Jan., 1477] KING RENÉ
The ducal house of Lorraine, into which Christina had now married, was one of the oldest and proudest in Europe. The duchy took its name of Lotharingia from Lothair, a great-grandson of Charlemagne, who reigned over a vast kingdom stretching from the banks of the Scheldt and Rhine to the Mediterranean. After this monarch's death, his territories became the object of perpetual contention between the German Empire and France, and were eventually divided among a number of Counts and Barons who owned the Emperor or the French King as their suzerain. Godfrey of Bouillon, the leader of the first Crusade, was one of many illustrious Princes who reigned over Lorraine; but Gerard d'Alsace, who died in 1046, was the ancestor of the ducal house to which Christina's husband belonged.[317] From him descended a long line of hereditary Princes, who were loyal vassals of France and took an active part in the wars against England. Raoul, the founder of the collegiate church and Chapter of St. Georges at Nancy, was killed fighting valiantly at Crécy, and his son John was taken prisoner with the French King by the Black Prince at Poitiers. Duke John's second son, Ferry, Count of Vaudemont and Joinville, fell at Agincourt. In 1444 this Prince's grandson, Ferry II., the representative of the younger branch of the House of Lorraine, married Yolande, daughter of René of Anjou, King of Provence, Jerusalem, and Sicily, and Duke of Lorraine in right of his wife, Isabella, the heiress of Duke Charles II. Yolande, whose sister, Margaret of Anjou, married Henry VI., became Duchess of Lorraine after the death of her nephew in 1473, and united the two branches of the family in her person. But she renounced the sovereignty in favour of her son, René II., who still bore the proud title of King of Sicily and Jerusalem, although, as the English Ambassador, Wotton, remarked, he had never seen either the one or the other. René had a fierce struggle for the possession of Lorraine with Charles of Burgundy, who defeated him completely in 1475, and entered Nancy in triumph. But in January, 1477, King René recovered his duchy with the help of the Swiss, and Charles was defeated and slain in a desperate battle under the walls of Nancy.[318]
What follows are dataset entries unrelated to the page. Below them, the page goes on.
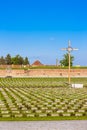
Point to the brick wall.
(44, 72)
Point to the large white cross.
(69, 49)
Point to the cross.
(69, 49)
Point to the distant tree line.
(16, 60)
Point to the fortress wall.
(44, 72)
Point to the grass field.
(42, 99)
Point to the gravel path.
(44, 125)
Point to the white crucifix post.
(69, 49)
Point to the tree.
(8, 59)
(65, 60)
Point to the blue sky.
(40, 28)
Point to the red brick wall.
(44, 72)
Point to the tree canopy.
(16, 60)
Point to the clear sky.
(40, 28)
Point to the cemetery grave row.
(42, 102)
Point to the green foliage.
(65, 60)
(16, 60)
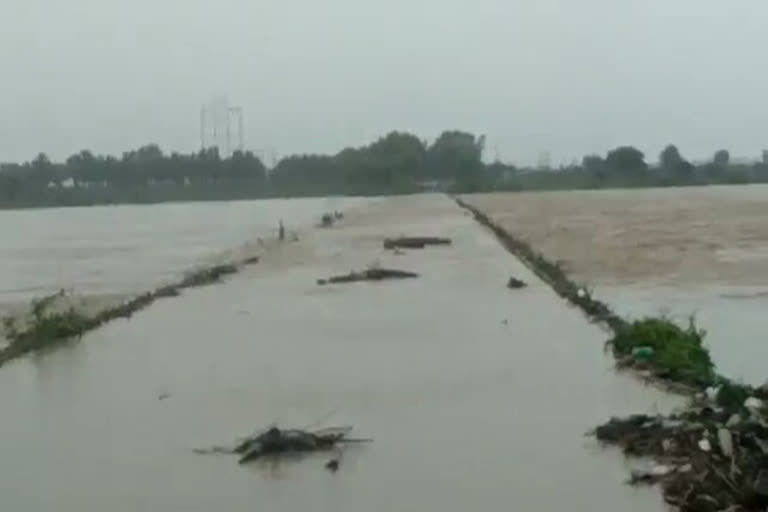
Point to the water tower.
(221, 127)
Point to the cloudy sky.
(563, 76)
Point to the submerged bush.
(47, 328)
(207, 275)
(679, 353)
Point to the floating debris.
(275, 441)
(700, 463)
(415, 242)
(371, 274)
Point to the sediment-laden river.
(477, 396)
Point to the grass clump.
(679, 352)
(45, 329)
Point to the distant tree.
(626, 160)
(675, 166)
(670, 157)
(722, 158)
(456, 154)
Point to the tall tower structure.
(222, 127)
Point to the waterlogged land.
(700, 251)
(477, 396)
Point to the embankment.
(714, 454)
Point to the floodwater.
(682, 251)
(130, 249)
(733, 317)
(478, 397)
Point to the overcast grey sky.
(564, 76)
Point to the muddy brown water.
(681, 251)
(478, 397)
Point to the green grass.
(680, 354)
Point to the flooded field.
(108, 250)
(477, 396)
(699, 251)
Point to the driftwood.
(416, 242)
(704, 459)
(275, 441)
(371, 274)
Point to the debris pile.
(415, 242)
(371, 274)
(330, 218)
(707, 458)
(276, 441)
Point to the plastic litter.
(725, 439)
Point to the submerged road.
(478, 397)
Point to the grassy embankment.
(669, 353)
(49, 326)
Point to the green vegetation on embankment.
(675, 355)
(48, 326)
(713, 456)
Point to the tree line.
(396, 163)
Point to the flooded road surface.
(701, 251)
(468, 412)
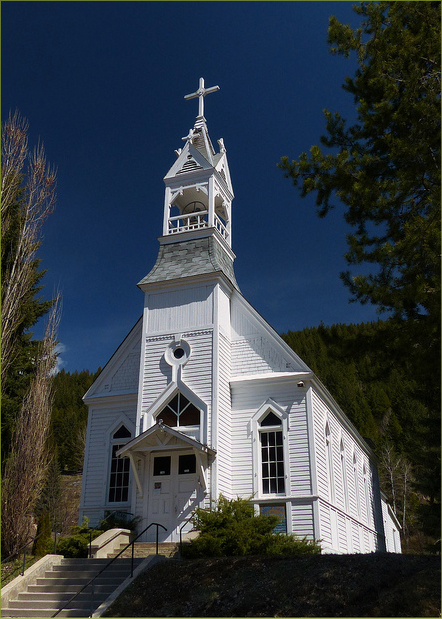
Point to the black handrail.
(116, 511)
(157, 524)
(32, 540)
(181, 529)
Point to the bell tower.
(198, 196)
(197, 220)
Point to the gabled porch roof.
(163, 438)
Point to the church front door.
(174, 492)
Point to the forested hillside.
(69, 417)
(391, 392)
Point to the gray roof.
(189, 258)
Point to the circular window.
(177, 353)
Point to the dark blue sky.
(102, 84)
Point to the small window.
(187, 464)
(122, 432)
(161, 465)
(271, 420)
(180, 412)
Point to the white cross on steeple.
(201, 93)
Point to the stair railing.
(116, 511)
(24, 550)
(92, 580)
(181, 536)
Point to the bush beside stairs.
(47, 594)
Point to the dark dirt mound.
(376, 585)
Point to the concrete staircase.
(61, 582)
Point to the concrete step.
(47, 595)
(43, 612)
(145, 549)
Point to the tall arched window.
(356, 482)
(329, 462)
(367, 495)
(344, 474)
(272, 455)
(119, 468)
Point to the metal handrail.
(157, 524)
(32, 540)
(116, 511)
(181, 529)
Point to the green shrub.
(77, 545)
(233, 529)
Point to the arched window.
(367, 494)
(180, 413)
(344, 474)
(356, 482)
(329, 462)
(119, 468)
(272, 454)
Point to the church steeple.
(197, 224)
(198, 195)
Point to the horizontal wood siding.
(197, 372)
(101, 422)
(300, 478)
(180, 309)
(157, 374)
(356, 505)
(246, 400)
(224, 453)
(256, 355)
(126, 377)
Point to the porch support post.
(134, 469)
(201, 470)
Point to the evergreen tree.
(385, 168)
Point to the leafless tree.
(26, 466)
(27, 198)
(27, 180)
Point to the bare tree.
(27, 197)
(27, 464)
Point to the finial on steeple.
(201, 93)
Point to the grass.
(376, 585)
(12, 569)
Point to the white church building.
(204, 398)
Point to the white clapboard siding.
(101, 424)
(197, 372)
(175, 310)
(156, 372)
(127, 375)
(299, 455)
(256, 355)
(325, 525)
(224, 437)
(242, 456)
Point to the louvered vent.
(189, 166)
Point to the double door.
(174, 492)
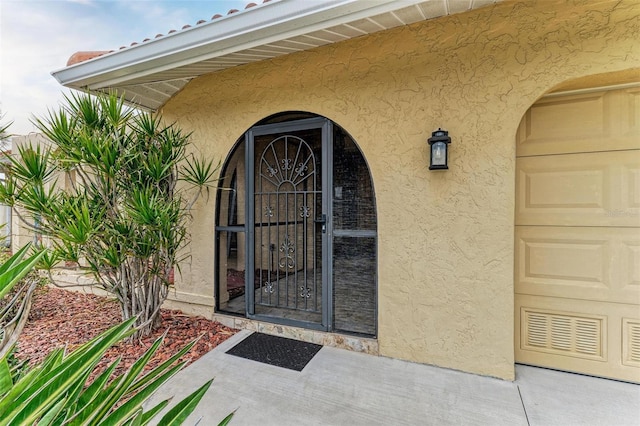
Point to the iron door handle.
(322, 221)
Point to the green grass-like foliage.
(58, 392)
(112, 189)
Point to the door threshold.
(335, 340)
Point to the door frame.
(326, 128)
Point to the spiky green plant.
(58, 390)
(15, 304)
(123, 214)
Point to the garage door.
(577, 236)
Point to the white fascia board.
(269, 22)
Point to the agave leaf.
(150, 414)
(48, 418)
(125, 382)
(50, 387)
(98, 384)
(5, 377)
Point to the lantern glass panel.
(439, 154)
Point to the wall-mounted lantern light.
(439, 147)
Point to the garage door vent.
(564, 333)
(631, 342)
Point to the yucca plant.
(15, 303)
(122, 214)
(58, 390)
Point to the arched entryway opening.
(296, 228)
(577, 231)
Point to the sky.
(38, 37)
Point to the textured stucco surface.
(445, 238)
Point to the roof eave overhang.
(264, 24)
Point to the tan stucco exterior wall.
(445, 238)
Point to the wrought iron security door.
(289, 223)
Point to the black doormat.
(275, 350)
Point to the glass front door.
(296, 228)
(289, 224)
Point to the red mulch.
(60, 317)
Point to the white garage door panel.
(601, 121)
(592, 263)
(593, 189)
(575, 335)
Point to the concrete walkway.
(339, 387)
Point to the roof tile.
(83, 56)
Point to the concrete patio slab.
(340, 387)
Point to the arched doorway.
(296, 228)
(577, 233)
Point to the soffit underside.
(154, 90)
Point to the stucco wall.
(445, 238)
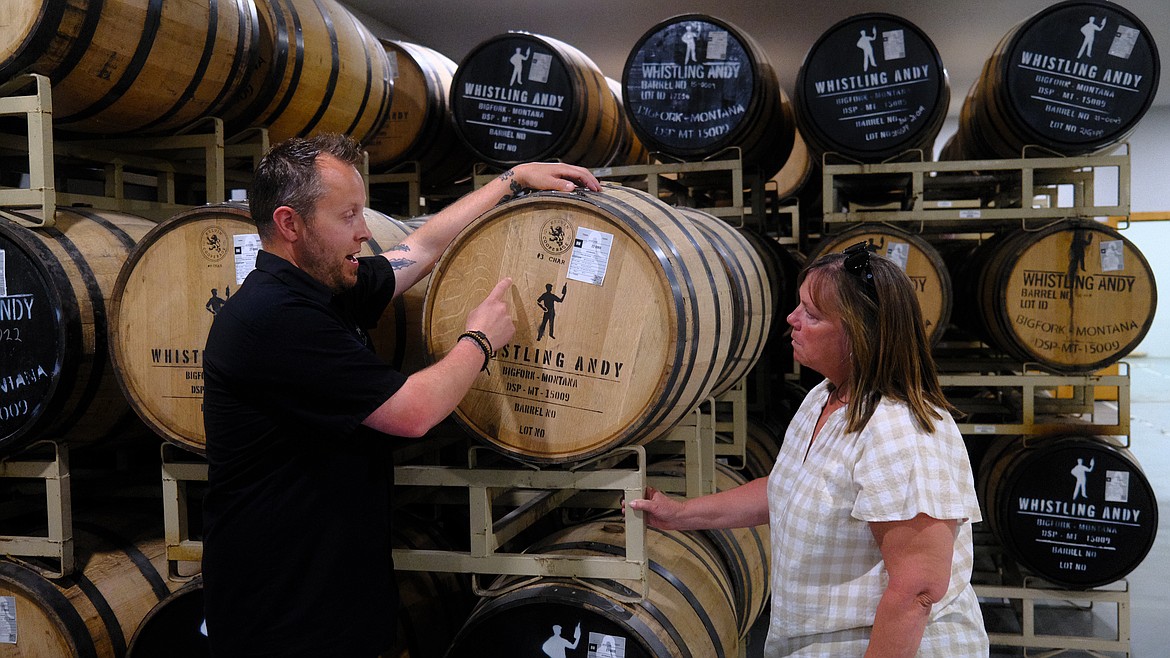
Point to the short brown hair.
(288, 176)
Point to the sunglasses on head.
(857, 262)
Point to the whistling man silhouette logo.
(556, 645)
(689, 39)
(546, 302)
(1089, 31)
(1080, 472)
(866, 42)
(517, 62)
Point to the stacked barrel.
(1067, 296)
(633, 308)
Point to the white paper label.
(591, 255)
(717, 46)
(1113, 255)
(893, 45)
(1116, 486)
(246, 245)
(601, 645)
(1123, 42)
(538, 72)
(897, 253)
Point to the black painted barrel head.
(513, 98)
(527, 621)
(1076, 512)
(690, 83)
(872, 87)
(1079, 75)
(36, 304)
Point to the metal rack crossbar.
(945, 193)
(48, 461)
(488, 535)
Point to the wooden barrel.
(90, 614)
(751, 296)
(55, 379)
(637, 327)
(172, 626)
(871, 88)
(797, 172)
(917, 258)
(1074, 79)
(419, 127)
(1073, 297)
(628, 149)
(764, 441)
(745, 553)
(696, 86)
(687, 611)
(318, 69)
(1073, 508)
(518, 97)
(165, 300)
(433, 605)
(129, 66)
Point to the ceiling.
(964, 32)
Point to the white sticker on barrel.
(717, 46)
(1113, 255)
(591, 255)
(1123, 41)
(893, 45)
(542, 63)
(601, 645)
(246, 245)
(7, 616)
(897, 253)
(1116, 486)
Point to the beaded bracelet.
(481, 340)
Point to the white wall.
(1149, 182)
(1149, 146)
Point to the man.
(300, 412)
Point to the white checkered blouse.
(827, 573)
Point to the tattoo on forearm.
(514, 187)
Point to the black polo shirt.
(296, 545)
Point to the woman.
(871, 501)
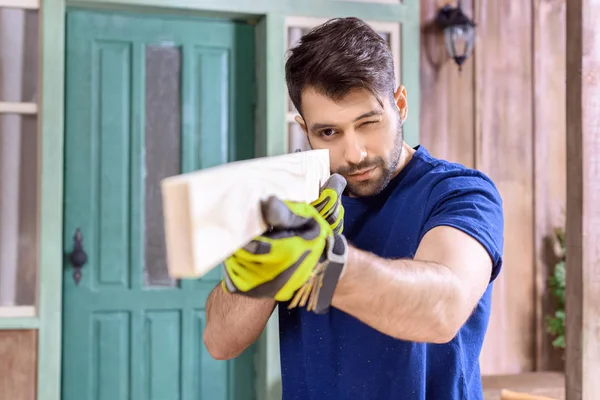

Ten years later René married Philippa of Egmont, sister of Charles, Duke of Guelders, and, together with his admirable wife, devoted the rest of his life to the welfare of his subjects and the improvement of the capital. During his reign the ducal palace, founded by his ancestors in the fourteenth century, was enlarged and beautified, and the neighbouring church and convent of the Cordeliers were built. Here René was buried after his early death in 1508, and his sorrowing wife reared a noble monument in which he is represented kneeling under a pinnacled canopy crowned by a statue of the Virgin and Child.[319]